Comparison Between Median Filter and Wiener Filter to Get High Accuracy for Blood Vessel Image Extraction

Authors

  • Akram Gihedan Computer Department, Art and Science Faculty , Omar Al-Mukhtar University-Branch of Algoba-Libya

DOI:

https://doi.org/10.37375/sjfssu.v1i1.74

Keywords:

Segmentation, Computer Vision, Image Processing, Filtration.

Abstract

With today's advancing technology, support of developing hardware and software systems, the developments in the field of medicine have increased considerably. In particular, medical image analysis and processing systems have taken a considerable lead. The development of an automatic system could provide great convenience for doctors and practitioners in the field. The image processing techniques proposed in this study can contribute to more effective analysis and more accurate diagnosis, regardless of the individual levels of experience of the users or particular situations and conditions such as fatigue or image quality.
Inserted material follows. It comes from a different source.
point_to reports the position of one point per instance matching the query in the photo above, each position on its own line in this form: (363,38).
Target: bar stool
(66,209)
This paper presents a robust method for retinal blood vessel segmentation and some automatic algorithms for analyzing the vessel network and pixel classification into vessel and non-vessel .The aim of the work extraction or segmentation of retinal blood vessels used computer vision and image processing for getting high accuracy (comparison with manual) .Also We used the preprocessing techniques for enhancement of the image .And used two types of filter for comparing result to get best scenario. Also for simulation result we used the matlab and implement on DRIVE database.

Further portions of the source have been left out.